Acıdan daha hızlı giden yaratık sırtında ki Beyaz saçlı kırmızı gözlü çocuğu atmak için koridor da bir oyana bir buyana çarparak koşuyordu ama ne fayda.

O kadar koşturmanın sonunda önünde ki diğer yaratıklarla mesafesi oldukça kapandı, hatta hemen önünde diyebiliriz.

Vasto hemen önünde ki yaratığı görünce altında ki yaratığa sapladığı kemiğini çıkartarak önünde ki yaratığa sıçradı.

Vasto'nun sıçraması ile altında ki yaratık yere düştü, Vasto havada  ikinci yaratığa sıçramıştı ve tam ona ulaşacaktı ki koridorun sonuna ulaşmış olduklarından üstüne sıçradığı ama daha ulaşamadığı yaratık anında sağ  tarafta ki koridora ani  bir manevrayla döndü.

Yaratığın önünden kaybolması ile havada asılı kalan Vasto bu sefer yere düşmeye başladı, yere  dizlerinin üstüne düşerek tek eliyle yerden  destek aldı.

Malum şuan da tek sağ eli vardı, Vasto yere düştüğü gibi diğer yaratıkların girdiği koridora bakmaya başladı, tüm yaratıklar o tarafta olmalıydı çünkü sesleri geliyordu.

Ama Vasto hiç ritmini bozmadan  o koridordan koşmaya devam etti,  delirmiş gibi bir koşması vardı, normalde insanların korkup kaçacağı o  yaratıklara sanki kendisi bir yaratılmış gibi koşuyordu.

Buraya geldiğinde ilk gördüğü sol tarafta ki odaya kadar geldi ama hiç bir yaratığa denk gelmedi, içerisi boş olunca uzun koridorda koşmaya devam etti.

Yaratıkların sesi uzun koridorun sonundan geliyordu, Vasto en sonunda koridorun sonunu ve orada on beş civarı kadar yaratık olduğunu  gördü.

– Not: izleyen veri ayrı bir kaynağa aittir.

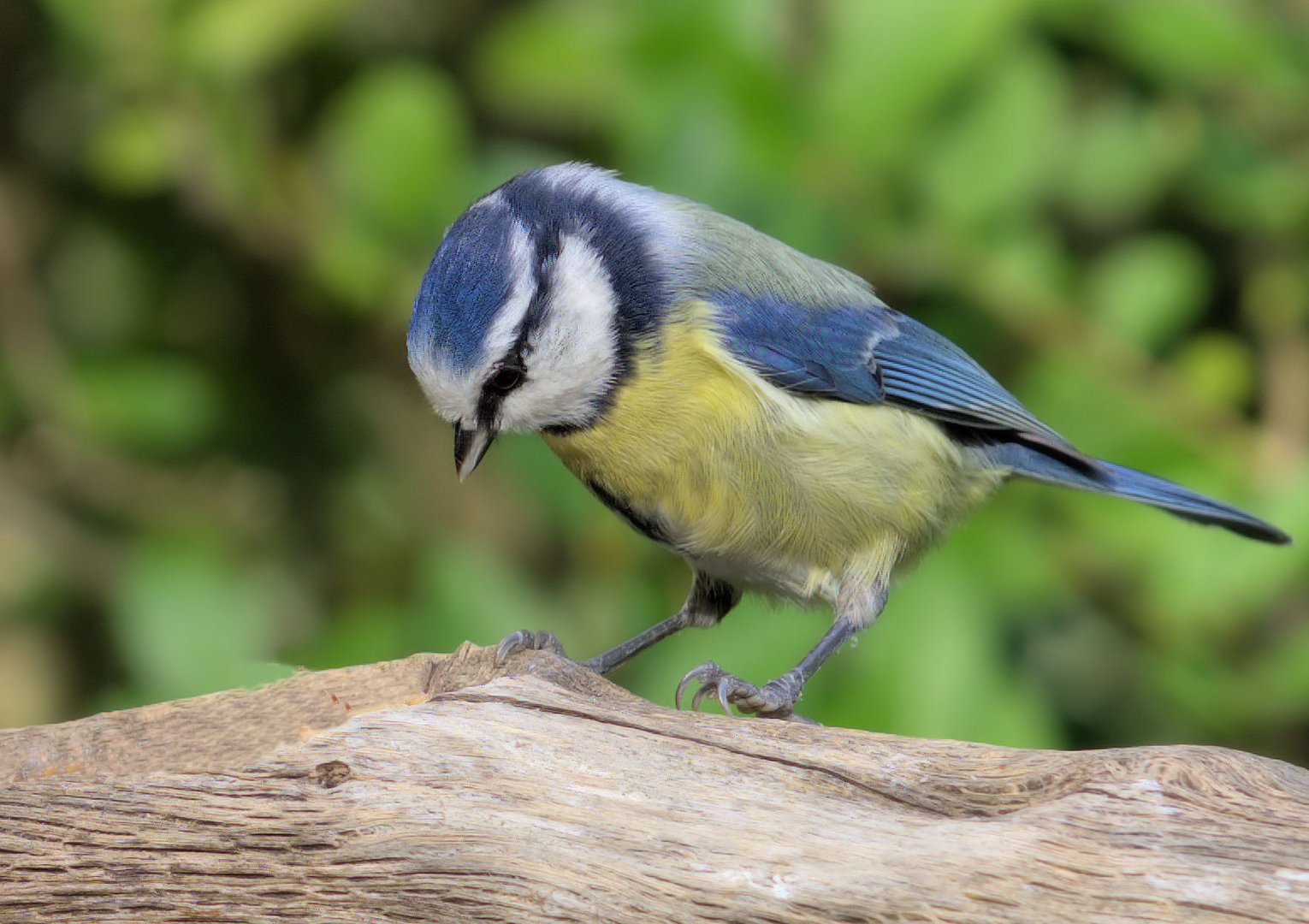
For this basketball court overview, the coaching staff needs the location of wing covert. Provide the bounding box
[712,292,1099,470]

Daha doğrusu tüm yaratıklar o kapıyı hedef almış sanki arkasında ki şeyi istiyorlar gibi saldırgan tavır sergiliyorlardı, Henüz hiç biri Vasto'yu fark etmemişti ya da onu umursamıyorlardı çünkü o kapının arkasında ki şeyi daha çok istiyor gibiydiler.

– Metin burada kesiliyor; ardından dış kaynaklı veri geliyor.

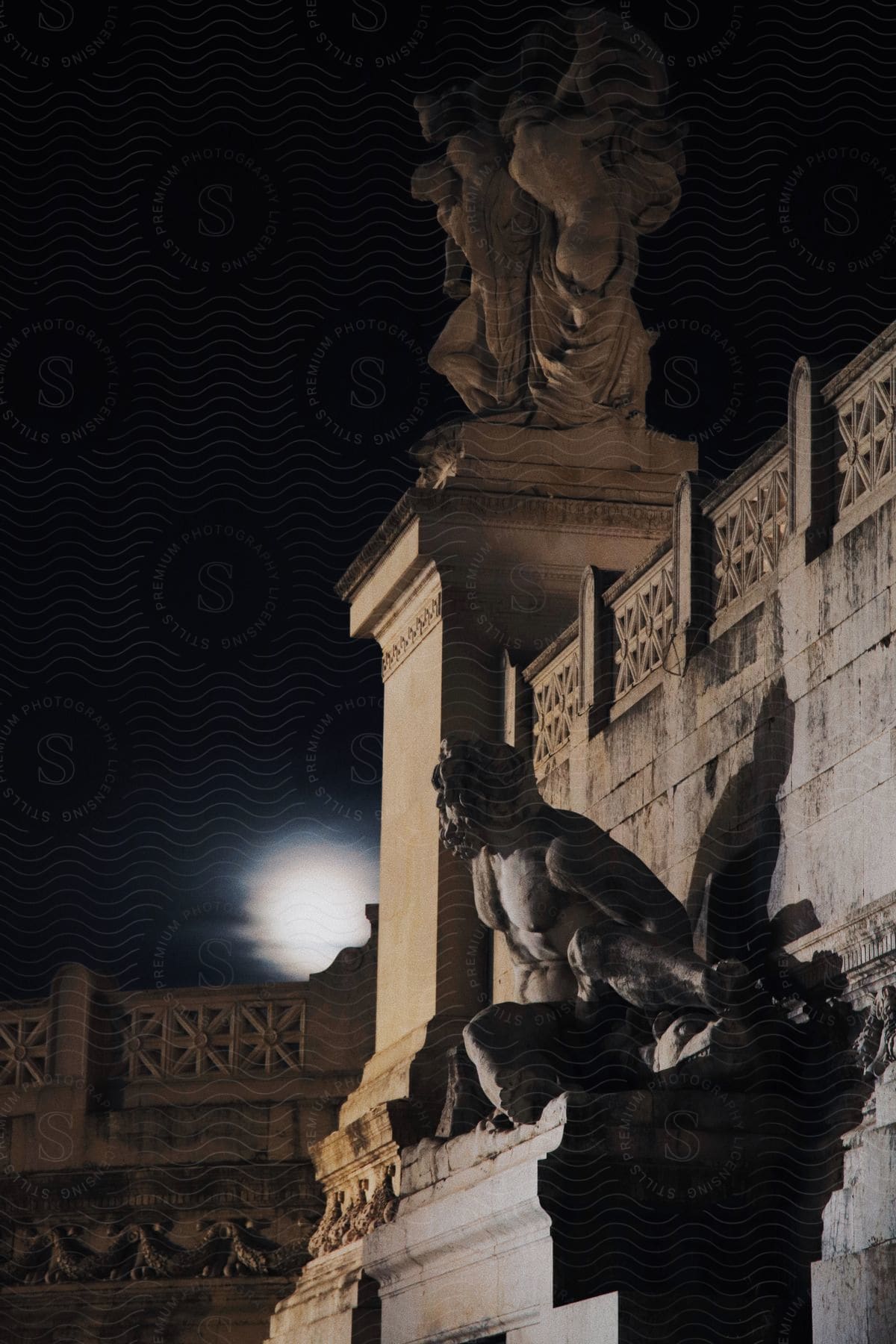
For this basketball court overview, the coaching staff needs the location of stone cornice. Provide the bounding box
[383,590,442,682]
[336,488,672,601]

Vasto anî  duraklamanın ardından hiç vakit kaybetmeden  yaratıklara koşmaya başladı, ilk yaratığın sırtına sıçrayarak kendi ağırlığının eklenmesi ile sol kolunda ki sivri kemiği yaratığın tam kafasına sapladı.

Öyle sert girmişti ki yaratığın çenesinden çıkmıştı,  Vasto'nun sivri kemiği yaratığın kemiğini delerken kendi canı da çok acımıştı, o yaratığa sapladıktan sonra daha altında ki yaratık yere bir çuval misali yıkılmadan diğer yaratığa sıçardı, havaya sıçrayan Vasto tam yaratığa ulaşacaktı ki, yaratıklardan bir tanesi Vasto'ya  yukarıdan aşağıya doğru pençesini savurdu.

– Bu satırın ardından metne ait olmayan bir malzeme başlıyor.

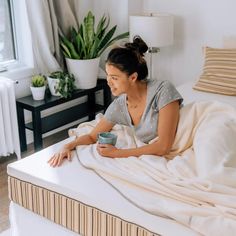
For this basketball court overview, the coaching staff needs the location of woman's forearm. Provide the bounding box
[114,141,170,157]
[64,134,96,150]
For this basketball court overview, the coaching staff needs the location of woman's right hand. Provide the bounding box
[48,147,71,167]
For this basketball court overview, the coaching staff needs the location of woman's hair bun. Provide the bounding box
[125,36,148,57]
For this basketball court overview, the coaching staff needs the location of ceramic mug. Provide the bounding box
[98,132,117,146]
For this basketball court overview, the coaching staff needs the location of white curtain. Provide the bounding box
[26,0,79,74]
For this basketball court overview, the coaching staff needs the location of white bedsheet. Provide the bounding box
[8,138,198,236]
[77,102,236,236]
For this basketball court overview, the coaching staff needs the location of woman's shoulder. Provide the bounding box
[112,94,126,105]
[148,79,174,94]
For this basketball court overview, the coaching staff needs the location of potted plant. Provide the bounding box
[60,11,129,89]
[30,75,46,100]
[47,71,75,98]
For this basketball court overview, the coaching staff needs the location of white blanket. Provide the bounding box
[73,102,236,236]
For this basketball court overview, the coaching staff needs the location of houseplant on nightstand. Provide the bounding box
[47,71,75,98]
[60,11,129,89]
[30,75,46,100]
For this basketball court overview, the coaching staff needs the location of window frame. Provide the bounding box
[0,0,35,80]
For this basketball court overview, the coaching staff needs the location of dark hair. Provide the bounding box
[106,36,148,80]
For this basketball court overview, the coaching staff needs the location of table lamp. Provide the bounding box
[129,13,174,78]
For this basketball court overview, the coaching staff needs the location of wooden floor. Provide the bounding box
[0,130,68,233]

Üstünde ki kıyafeti bu saldırıya fazla dayanamamış sırtın da hafif pençe izi oluşturmuştu, Vasto ayrıca yere sertce çarpmanın  sonucu canı da oldukça acımıştı ama bu kendisini pek etkilemeden ayağa kalkarak en yakınında ki yaratığa kemiğini sapladı çıkartıp bir kez daha saplarken yaratık acıya Vasto'ya döndü ama dönmesi ile Vasto bu sefer boynuna doğru sapladı.

Belki acı  belki nefret belki de öfkeden bu kadar delirmişti Vasto, öyle ki yaratıkların saldırıları ona gelse de hiç bir şey olmamış gibi saldırmaya devam ediyordu, çoğu yaratık ondan saldırı yediğinde onu fark ediyordu bu Vasto'nun da işine geliyordu.

Tüm yaratıkları sol kol kemiği ile delik deşik etti, ortalık öylesine kan reva içindeydi ki görenlerin  midesini alt-üst edebilirdi.

Uzun koridorda sanki bir nehir oluşmuş gibiydi, kan nehiri. Yaratıkların cansız bedenleri etrafa dağılmış durumda, Vasto hafif kambur şekilde kulaklık ve mikrofonu bıraktığı odaya doğru ilerliyordu,  kan kaybından yoruldu  sanabilirdiniz ama bu saçma olurdu çünkü artık ondan akacak kan kalmamış gibiydi.